Sembra una frase retorica ma non lo è: “Periscopio è un giornale senza padrini e senza padroni”. Siamo orgogliosamente antifascisti, pacifisti, nonviolenti, femministi, ambientalisti. Crediamo nella Sinistra (anche se la Sinistra non crede più a se stessa), ma non apparteniamo a nessuna casa politica, non fiancheggiamo nessun partito e nessun leader. Anzi, diffidiamo dei leader e dei capipopolo, perfino degli eroi. Non ci piacciono i muri, quelli materiali come  quelli immateriali, frutto del pregiudizio e dell’egoismo. Ci piace “il popolo” (quello scritto in Costituzione) e vorremmo cancellare “la nazione”, premessa di ogni guerra e  di ogni violenza.

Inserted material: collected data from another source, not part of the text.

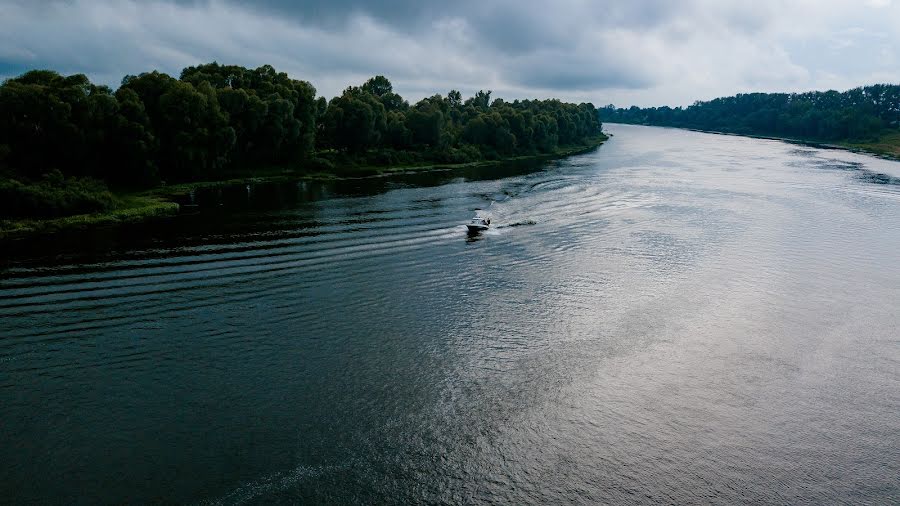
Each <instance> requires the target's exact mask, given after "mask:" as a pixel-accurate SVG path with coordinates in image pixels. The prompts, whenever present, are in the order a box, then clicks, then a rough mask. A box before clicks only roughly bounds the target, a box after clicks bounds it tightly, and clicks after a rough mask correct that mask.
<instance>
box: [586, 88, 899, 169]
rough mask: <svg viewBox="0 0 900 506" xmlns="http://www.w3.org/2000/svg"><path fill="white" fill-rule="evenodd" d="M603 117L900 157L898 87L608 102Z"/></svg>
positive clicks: (652, 125)
mask: <svg viewBox="0 0 900 506" xmlns="http://www.w3.org/2000/svg"><path fill="white" fill-rule="evenodd" d="M600 118H601V120H602V121H606V122H610V123H624V124H632V125H648V126H663V127H673V128H683V129H687V130H696V131H699V132H707V133H717V134H725V135H740V136H745V137H755V138H761V139H775V140H783V141H787V142H793V143H799V144H806V145H810V146H818V147H823V148H832V149H845V150H850V151H856V152H862V153H868V154H873V155H877V156H881V157H884V158H888V159H894V160H900V85H888V84H876V85H873V86H866V87H861V88H854V89H852V90H848V91H845V92H842V93H841V92H837V91H825V92H820V91H814V92H808V93H747V94H739V95H735V96H731V97H722V98H717V99H714V100H710V101H706V102H699V101H698V102H695V103H694V104H693V105H691V106H689V107H685V108H682V107H675V108H672V107H668V106H663V107H646V108H640V107H634V106H633V107H630V108H616V107H615V106H614V105H611V104H610V105H607V106H606V107H603V108H601V109H600Z"/></svg>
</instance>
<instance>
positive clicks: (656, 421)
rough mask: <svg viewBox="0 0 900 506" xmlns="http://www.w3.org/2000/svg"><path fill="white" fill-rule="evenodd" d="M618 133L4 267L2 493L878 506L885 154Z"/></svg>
mask: <svg viewBox="0 0 900 506" xmlns="http://www.w3.org/2000/svg"><path fill="white" fill-rule="evenodd" d="M608 129H609V131H610V132H611V133H612V134H613V136H612V137H611V138H610V140H609V141H607V142H606V143H605V144H604V145H603V146H602V147H601V148H600V149H599V150H596V151H592V152H590V153H586V154H583V155H578V156H574V157H571V158H566V159H564V160H558V161H553V162H548V163H545V164H543V165H541V166H537V167H511V168H503V169H501V170H499V171H498V170H495V169H490V170H485V171H482V170H480V169H478V168H473V169H466V170H463V171H462V172H453V171H450V172H432V173H427V174H408V175H404V176H401V177H399V178H379V179H376V180H371V181H368V180H367V181H364V182H363V181H357V180H348V181H331V182H322V181H319V182H299V183H297V182H295V183H291V184H283V185H275V184H272V185H260V186H258V187H251V189H250V191H249V192H248V191H247V189H246V188H230V189H227V190H225V191H224V192H223V193H222V194H221V195H217V194H216V193H215V190H210V192H209V193H205V192H204V191H199V190H198V192H197V193H196V195H195V197H196V198H197V199H199V200H202V201H203V202H216V199H221V200H219V201H220V202H222V203H223V205H222V206H221V207H218V208H217V209H219V210H215V209H216V206H206V208H208V209H210V212H199V213H197V214H196V215H194V216H185V217H184V219H178V220H174V221H173V222H172V224H170V225H168V226H165V227H154V226H153V224H144V225H137V226H135V227H134V228H132V227H126V228H124V229H120V231H119V232H109V231H102V230H100V231H94V232H91V233H88V234H84V235H83V236H82V237H80V238H79V239H80V240H79V242H77V243H76V242H75V241H72V242H71V243H66V241H63V240H59V241H54V242H53V243H32V244H33V248H32V249H31V250H29V251H23V252H21V254H17V255H10V256H12V257H13V258H8V259H7V261H6V262H5V264H4V266H3V267H2V270H0V326H2V328H0V335H2V338H0V420H2V421H3V430H2V431H0V454H2V455H4V456H5V459H4V463H5V465H4V466H2V467H0V483H2V484H3V491H4V499H6V500H8V501H11V502H13V503H41V504H48V503H65V504H72V503H136V504H143V503H154V502H161V503H201V504H246V503H311V504H315V503H337V504H351V503H363V504H382V503H488V502H492V503H502V504H531V503H547V504H560V503H563V504H565V503H595V504H621V503H632V502H635V501H647V502H660V503H678V504H683V503H708V502H716V503H727V504H732V503H792V504H793V503H812V504H833V503H858V502H869V503H873V504H887V503H891V502H892V501H894V500H895V498H896V497H898V496H900V488H898V483H897V479H896V477H897V476H898V475H900V464H898V463H900V441H898V439H897V434H900V418H898V416H897V413H898V412H900V394H898V392H900V375H898V367H897V364H900V347H898V345H897V329H898V328H900V313H898V311H897V301H898V300H900V264H898V262H897V252H898V251H900V229H898V227H897V223H900V163H897V162H890V161H886V160H882V159H878V158H873V157H869V156H864V155H858V154H853V153H849V152H843V151H834V150H821V149H816V148H809V147H803V146H797V145H792V144H786V143H783V142H778V141H769V140H758V139H750V138H744V137H730V136H721V135H709V134H702V133H697V132H689V131H685V130H673V129H660V128H651V127H638V126H628V125H609V127H608ZM241 192H243V193H241ZM201 207H203V206H201ZM476 209H489V210H490V212H491V214H492V217H493V221H492V230H490V231H489V232H487V233H483V234H481V235H478V236H475V237H469V236H468V235H467V234H466V230H465V227H464V223H466V222H467V221H468V219H469V218H471V216H472V214H473V212H474V211H475V210H476ZM54 246H55V248H56V249H54ZM4 251H6V250H4ZM635 498H640V499H635Z"/></svg>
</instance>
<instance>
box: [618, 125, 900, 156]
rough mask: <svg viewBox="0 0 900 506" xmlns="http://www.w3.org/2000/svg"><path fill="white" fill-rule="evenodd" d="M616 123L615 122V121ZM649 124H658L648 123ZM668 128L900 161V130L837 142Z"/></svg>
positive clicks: (690, 128)
mask: <svg viewBox="0 0 900 506" xmlns="http://www.w3.org/2000/svg"><path fill="white" fill-rule="evenodd" d="M610 123H612V122H610ZM614 124H615V123H614ZM623 124H633V123H623ZM647 126H656V125H647ZM666 128H679V129H682V130H688V131H691V132H701V133H706V134H716V135H731V136H735V137H748V138H751V139H765V140H770V141H783V142H787V143H789V144H798V145H801V146H809V147H813V148H821V149H838V150H841V151H849V152H851V153H859V154H864V155H871V156H875V157H877V158H883V159H885V160H892V161H900V131H896V132H895V131H890V130H889V131H886V132H885V133H883V134H881V135H880V136H879V137H878V138H877V140H871V141H869V142H864V141H856V142H852V141H843V142H840V141H835V142H822V141H819V140H813V139H799V138H796V137H778V136H773V135H755V134H738V133H733V132H720V131H718V130H701V129H699V128H683V127H666Z"/></svg>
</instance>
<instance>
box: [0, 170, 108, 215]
mask: <svg viewBox="0 0 900 506" xmlns="http://www.w3.org/2000/svg"><path fill="white" fill-rule="evenodd" d="M116 203H117V201H116V198H115V197H114V196H113V194H112V193H110V192H109V190H108V189H107V188H106V185H105V184H104V183H102V182H100V181H97V180H94V179H88V178H68V179H66V178H65V177H64V176H63V175H62V173H60V172H59V171H58V170H54V171H53V172H51V173H49V174H46V175H44V177H43V178H42V180H41V181H39V182H30V183H28V182H25V183H23V182H21V181H17V180H15V179H8V180H5V181H0V216H3V217H8V218H13V217H37V218H53V217H58V216H69V215H73V214H86V213H95V212H102V211H109V210H111V209H114V208H115V207H116Z"/></svg>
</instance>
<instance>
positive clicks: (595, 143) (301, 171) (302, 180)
mask: <svg viewBox="0 0 900 506" xmlns="http://www.w3.org/2000/svg"><path fill="white" fill-rule="evenodd" d="M607 139H609V137H608V136H606V135H599V136H597V137H594V138H592V139H590V140H589V141H588V142H587V143H585V144H580V145H577V146H565V147H560V148H557V149H556V150H554V151H553V152H551V153H541V154H535V155H523V156H515V157H508V158H502V159H499V160H479V161H475V162H466V163H456V164H447V163H429V164H413V165H391V166H383V165H382V166H379V165H359V166H348V167H343V168H341V169H340V170H339V171H335V172H324V171H318V172H309V171H306V170H304V168H303V167H300V168H297V169H290V168H271V169H268V170H262V171H261V170H258V169H256V170H254V171H253V172H252V173H251V172H248V173H246V174H242V173H240V172H230V173H228V174H226V177H227V178H226V179H222V180H218V181H199V182H194V183H183V184H177V185H167V186H161V187H158V188H153V189H152V190H148V191H145V192H142V193H140V194H139V195H141V196H148V197H157V198H159V197H162V198H175V197H178V196H182V195H185V194H187V193H189V192H190V191H191V190H197V189H202V188H215V187H219V186H231V185H239V184H253V183H277V182H286V183H287V182H294V181H340V180H348V179H369V178H380V177H390V176H394V175H398V174H408V173H415V172H427V171H435V170H458V169H469V168H488V167H497V166H501V165H505V164H509V163H516V162H527V161H534V162H540V161H549V160H557V159H560V158H566V157H569V156H574V155H578V154H582V153H587V152H590V151H592V150H594V149H596V148H598V147H600V145H602V144H603V143H604V142H606V140H607Z"/></svg>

Periscopio è quindi un giornale popolare, non nazionalpopolare. Un quotidiano “generalista”,  scritto per essere letto da tutti (“quelli che hanno letto milioni di libri o che non sanno nemmeno parlare” F. De Gregori), da tutti quelli che coltivano la curiosità, e non dalle elites, dai circoli degli addetti ai lavori, dagli intellettuali del vuoto e della chiacchiera.

Periscopio è  proprietà di un azionariato diffuso e partecipato, garanzia di una gestitone collettiva e democratica del quotidiano. Si finanzia, quindi vive, grazie ai liberi contributi dei suoi lettori amici e sostenitori. Accetta e ospita sponsor ed inserzionisti solo socialmente, eticamente e culturalmente meritevoli.

Nato quasi otto anni fa con il nome Ferraraitalia già con una vocazione glocal, oggi il quotidiano è diventato: Periscopio naviga già in mare aperto, rivolgendosi a un pubblico nazionale e non solo. Non ci dimentichiamo però di Ferrara, la città che ospita la redazione e dove ogni giorno si fabbrica il giornale. e Ferraraitalia continua a vivere dentro Periscopio all’interno di una sezione speciale, una parte importante del tutto. 
Oggi Periscopio ha oltre 320.000 lettori, ma vogliamo crescere e farsi conoscere. Dipenderà da chi lo scrive ma soprattutto da chi lo legge e lo condivide con chi ancora non lo conosce. Per una volta, stare nella stessa barca può essere una avventura affascinante.  Buona navigazione a tutti.

Tutti i contenuti di Periscopio, salvo espressa indicazione, sono free. Possono essere liberamente stampati, diffusi e ripubblicati, indicando fonte, autore e data di pubblicazione su questo quotidiano.